Automated Quantification of Immunohistochemical Staining of Large Animal Brain Tissue Using QuPath Software.

Large scale unbiased quantification of immunohistochemistry (IHC) is time consuming, expensive, and/or limited in scope. Heterogeneous tissue types such as brain tissue have presented a further challenge to the development of automated analysis, as differing cellular morphologies result in either limited applicability or require large amounts of training tissue for machine-learning methods. Here we present the use of QuPath, a free and open source software, to quantify whole-brain sections stained with the immunohistochemical markers IBA1 and AT8, for microglia and phosphorylated tau respectively. The pixel-based method of analysis herein allows for statistical comparison of global protein expression between brains and generates heat-maps of stain intensity, visualizing stain signal across whole sections and permitting more specific investigation of regions of interest. This method is fast, automated, unbiased, and easily replicable. We compared swine brains that had undergone a closed head traumatic brain injury with brains of sham animals, and found a global increase in both microglial signal expression and phosphorylated tau. We discuss the IHC methods necessary to utilize this analysis and provide detailed instruction on the use of QuPath in the pixel-based analysis of whole-slide images.

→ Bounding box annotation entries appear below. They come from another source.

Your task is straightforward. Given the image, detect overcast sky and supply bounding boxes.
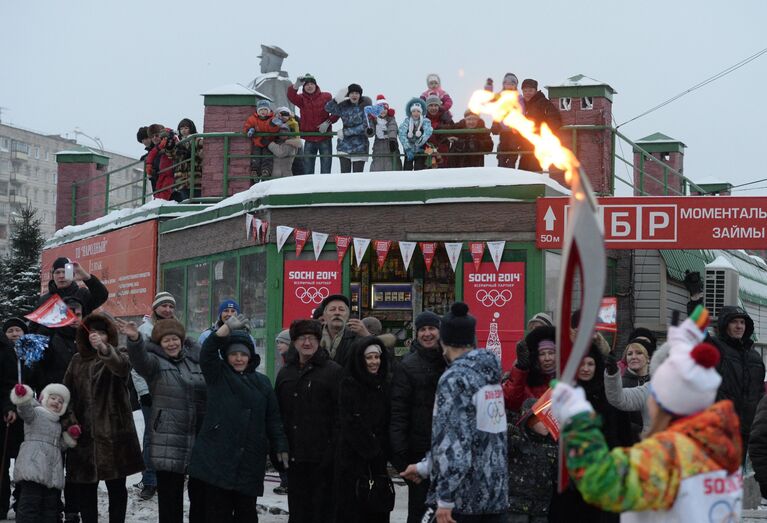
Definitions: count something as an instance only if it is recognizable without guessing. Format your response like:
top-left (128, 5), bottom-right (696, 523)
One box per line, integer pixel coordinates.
top-left (0, 0), bottom-right (767, 195)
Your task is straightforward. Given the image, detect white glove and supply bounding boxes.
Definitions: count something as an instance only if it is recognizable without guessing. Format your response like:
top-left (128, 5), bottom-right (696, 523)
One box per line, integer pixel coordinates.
top-left (551, 381), bottom-right (594, 427)
top-left (335, 89), bottom-right (347, 104)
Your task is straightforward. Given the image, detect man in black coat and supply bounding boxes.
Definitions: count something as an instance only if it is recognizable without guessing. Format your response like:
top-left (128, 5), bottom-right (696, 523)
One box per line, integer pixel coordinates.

Internal Jugular Vein Compression Collar Mitigates Histopathological Alterations after Closed Head Rotational Head Impact in Swine: A Pilot Study.

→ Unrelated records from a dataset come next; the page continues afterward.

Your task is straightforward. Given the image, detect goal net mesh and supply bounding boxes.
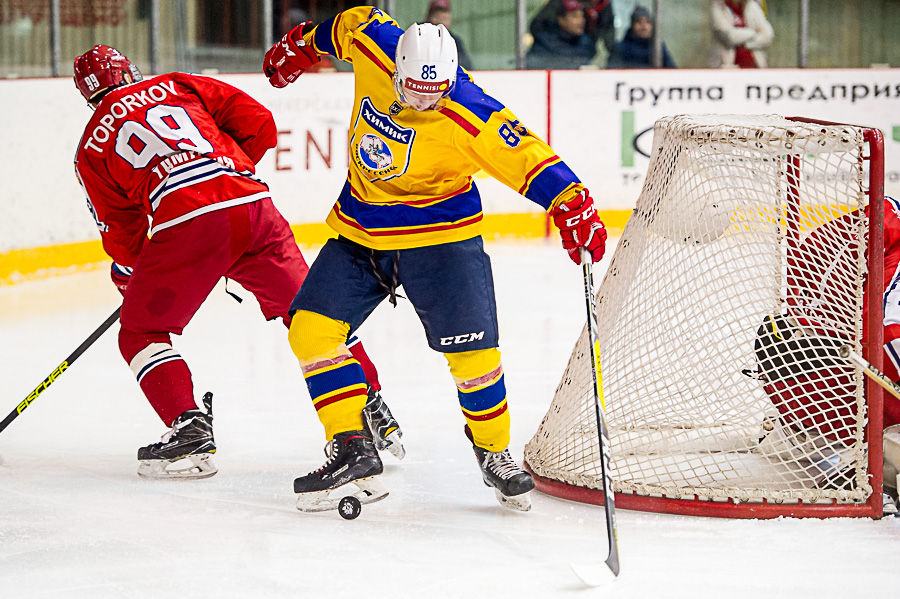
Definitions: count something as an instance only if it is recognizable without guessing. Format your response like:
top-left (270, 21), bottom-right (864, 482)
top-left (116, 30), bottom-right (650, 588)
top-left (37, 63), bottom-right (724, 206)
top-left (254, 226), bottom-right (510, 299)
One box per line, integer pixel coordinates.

Recently, there has been increased concern about microstructural brain changes after head trauma. Clinical studies have investigated a neck collar that applies gentle bilateral jugular vein compression, designed to increase intracranial blood volume and brain stiffness during head trauma, which neuroimaging has shown to result in a reduction in brain microstructural alterations after a season of American football and soccer. Here, we utilized a swine model of mild traumatic brain injury to investigate the effects of internal jugular vein (IJV) compression on histopathological outcomes after injury. Animals were randomized to collar treatment (n = 8) or non-collar treatment (n = 6), anesthetized and suspended such that the head was supported by breakable tape. A custom-built device was used to impact the head, thus allowing the head to break the tape and rotate along the sagittal plane. Accelerometer data were collected for each group. Sham injured animals (n = 2) were exposed to anesthesia only. Following single head trauma, animals were euthanized and brains collected for histology. Whole slide immunohistochemistry was analyzed using Qupath software. There was no difference in linear or rotational acceleration between injured collar and non-collar animals (p > 0.05). Injured animals demonstrated higher levels of the phosphorylated tau epitope AT8 (p < 0.05) and the inflammatory microglial marker IBA1 (p < 0.05) across the entire brain, but the effect of injury was markedly reduced by collar treatment (p < 0.05) The current results indicate that internal jugular venous compression protects against histopathological alterations related to closed head trauma exposure.